Did you mean (m+1)/(n+1) > m/n, that is, [MATH]\frac{m+1}{n+1}>\frac{m}{n}[/MATH], or what you wrote, which is [MATH]m + \frac{1}{n} + 1 > \frac{m}{n}[/MATH]?

One way to start would be to rewrite the goal as [MATH]\frac{m+1}{n+1}-\frac{m}{n}>0[/MATH].

 

[Steven G]

That really is a poor start--sorry.

You should at least had:

Proof: Given n and m are real numbers. Assume n>m>0.

Do you understand what this fact is saying? It says that given any positive fraction, if you add 1 to both the numerator and denominator then this new fraction will be larger than the original one. Do you believe that this is true? Why?

 

[lookagain]

Let m,n be real numbers. Prove that if n>m>0, then m+1/n+1>m/n
This is what I did but I'm stuck on how to finish.
Proof;
Let n, m, and 0 be real numbers.

Max.Maxim, you state that is what you did, but write down for us exactly
the statement of the problem (before you even starting working on it).

 

[JeffM]

Let m,n be real numbers. Prove that if n>m>0, then m+1/n+1>m/n
This is what I did but I'm stuck on how to finish.
Proof;
Let n, m, and 0 be real numbers.

Well you really did not do anything toward solving the problem given except repeat the givens.

One way to start is to check if what you want to prove is true.

[MATH]n = 2 \text { and } m = 1 \implies n > m > 0 \text { and } \dfrac{1 + 1}{2 + 1} = \dfrac{2}{3} > \dfrac{1}{2}[/MATH].

Sometimes doing that will give you a clue, and it will certainly stop you from wasting time on something that is blatantly untrue.

The standard way to do this sort of problem is

[MATH]n > m > 0 \text { and } x = \dfrac{m + 1}{n + 1} - \dfrac{m}{n}.[/MATH]
Now simplify and see what you can learn that may be helpful.

 

[Steven G]

I like to think of this problem the following way.
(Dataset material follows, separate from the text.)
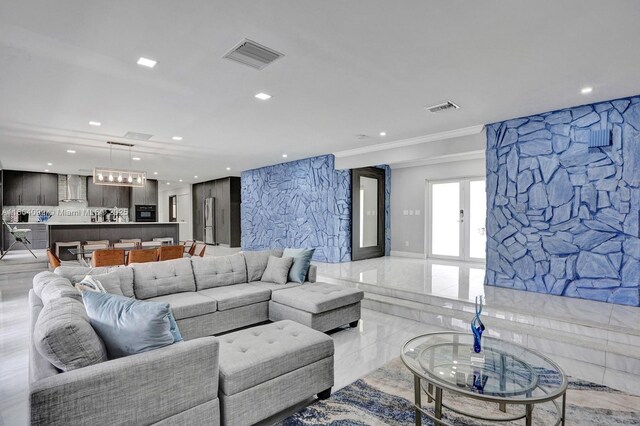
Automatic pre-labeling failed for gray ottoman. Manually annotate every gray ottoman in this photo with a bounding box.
[218,321,333,426]
[269,283,364,331]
Suppose you take a test where you got m questions correct out of n question (with m<n). Now your teacher gives you one more problem and you get 100% on that problem, that is you got 1/1. Since the rest of the test you had less than 100% and now you got 100% on this last unexpected problem your score had to increase. That is if 0<m<n, then m/n < (m+1)/(n+1)

 

[HallsofIvy]

Are m and n general real numbers, as you wrote, or are they required to be positive real numbers?

If they are allowed to be negative then the statement is not true! So your proof will have to use the fact that m and n are positive.